Bill ending city's affordable housing program headed to governor
A house under construction in the Trailview subdivision, which was approved prior to the implementation of Whitefish's Legacy Homes Program. All of the homes in the subdivision are deed restricted as affordable and will not be impacted by House Bill 259. (Heidi Desch/Whitefish Pilot)
Whitefish Pilot | March 31, 2021 1:00 AM
A bill that ends Whitefish’s affordable housing program is likely headed to the governor’s desk after the Montana Senate on Thursday approved it.
On a vote of 30-20, the Senate passed House Bill 259 on its second reading. The bill effectively prohibits inclusionary zoning in the state, which is at the center of the city’s Legacy Homes Program.
Under the bill, introduced by Republican Rep. Sue Vinton of Billings, local governments would no longer be able to dedicate property for housing for specific income levels or at specified sale prices effectively eliminating the use of inclusionary zoning as a tool for creating affordable housing.
Whitefish officials have maintained that the bill, if signed into law, would have a detrimental impact here because Whitefish’s Legacy Homes Program would no longer be able to operate. Adopted in 2019, the city’s program uses inclusionary zoning by requiring that 20% of most new housing units be deed-restricted as permanently affordable or that developers pay a fee in lieu of providing units.
Mayor John Muhlfeld previously asked a senate committee to vote down the bill noting that Whitefish’s housing program was created at the behest of local businesses owners because of a lack of workers.
“As the affordability gap has grown we’ve seen our teachers, nurses, firefighters, short order cooks, waiters and waitresses, and retail workers seek alternative housing options outside of Whitefish because they simply can not afford homes in town,” he said. “Today based upon our housing needs assessment over 54% of the Whitefish workforce incommutes from surrounding communities.”
Whitefish City Councilors have also spoken out against the bill saying the state Legislature is taking away local control of the issue.
On Thursday in the Senate, several senators spoke about keeping control of the issue in the hands of local communities by voting against the bill.
Democrat Sen. Ellie Boldman of Missoula read from the Montana Republican platform noting that it says it includes returning authority to local governments.
“This bill is meant to specifically undo what a local government, Whitefish, has done,” she said.
“The No. 1 issue in my community is housing,” she added. “The teachers can’t afford to buy a home in their own school district and the firefighters can’t afford to buy a house in Bozeman or Missoula or Whitefish. Housing is a crisis in Montana and this is coming to your communities.”
Republican Sen. Greg Hertz of Polson, seeming to respond to Boldman’s comments, said the lack of affordable housing is simply about a lack of supply.
“I believe in local control, but when they infringe upon property rights then we have to stop them,” he said.

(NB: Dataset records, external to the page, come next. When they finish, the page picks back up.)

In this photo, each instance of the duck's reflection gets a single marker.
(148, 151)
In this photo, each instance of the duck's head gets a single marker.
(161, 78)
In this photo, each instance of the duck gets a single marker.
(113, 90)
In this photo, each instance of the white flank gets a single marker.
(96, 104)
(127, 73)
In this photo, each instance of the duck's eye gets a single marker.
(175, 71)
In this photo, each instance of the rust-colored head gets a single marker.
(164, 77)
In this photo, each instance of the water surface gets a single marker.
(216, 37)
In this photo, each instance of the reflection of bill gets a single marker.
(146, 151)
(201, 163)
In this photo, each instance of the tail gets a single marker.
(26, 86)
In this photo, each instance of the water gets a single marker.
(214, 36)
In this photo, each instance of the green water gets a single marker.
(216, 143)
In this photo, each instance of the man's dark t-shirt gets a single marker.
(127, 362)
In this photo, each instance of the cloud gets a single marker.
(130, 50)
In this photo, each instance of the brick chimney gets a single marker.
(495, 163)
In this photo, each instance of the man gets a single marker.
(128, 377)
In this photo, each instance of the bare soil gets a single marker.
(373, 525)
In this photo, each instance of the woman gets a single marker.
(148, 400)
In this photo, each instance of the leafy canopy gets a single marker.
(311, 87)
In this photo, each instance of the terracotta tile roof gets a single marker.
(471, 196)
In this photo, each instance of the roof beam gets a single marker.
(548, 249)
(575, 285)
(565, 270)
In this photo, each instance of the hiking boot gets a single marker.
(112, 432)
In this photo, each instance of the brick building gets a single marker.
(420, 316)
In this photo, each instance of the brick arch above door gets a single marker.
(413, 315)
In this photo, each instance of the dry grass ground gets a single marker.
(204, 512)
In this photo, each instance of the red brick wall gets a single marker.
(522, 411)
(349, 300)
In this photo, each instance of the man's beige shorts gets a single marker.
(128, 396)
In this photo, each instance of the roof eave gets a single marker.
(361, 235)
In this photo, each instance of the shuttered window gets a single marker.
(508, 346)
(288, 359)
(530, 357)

Democrat Sen. Chris Pope of Bozeman asked his fellow senators to vote in against the bill noting that his city is about 6,000 homes short of what it needs for housing. Bozeman is the only other city in Montana with an inclusionary zoning program and Pope said it’s beginning to create housing.
“The program is beginning to work,” he said. “It’s not perfect, but it’s working. This is an issue for our community to solve and this bill is not solving anything.”
Republican Sen. Keith Regier of Kalipsell said property taxes are “sky high” causing an increase in housing prices and yet nothing is being done to solve that problem.
“We should deal with that and making government more efficient before we go after builders,” he said.
Republican Sen. Carl Glimm, of Kila, spoke in favor of the bill saying that studies have shown that inclusionary zoning doesn’t work. He said that inclusionary zoning only increases the price of housing by shifting the extra cost of constructing an affordable home to market rate homes.
“There are other ways we can help with affordable housing that doesn’t take away property rights,” he said.
Building and real estate associations have spoken in favor of the bill claiming that measures like inclusionary zoning are actually hampering the construction of affordable housing and unfairly place the burden of affordable housing on builders.
While representatives from some cities around the state oppose the bill saying that it would end one of the few tools local communities have to ensure the construction of affordable housing.
The bill is likely now headed to the governor's desk for final approval.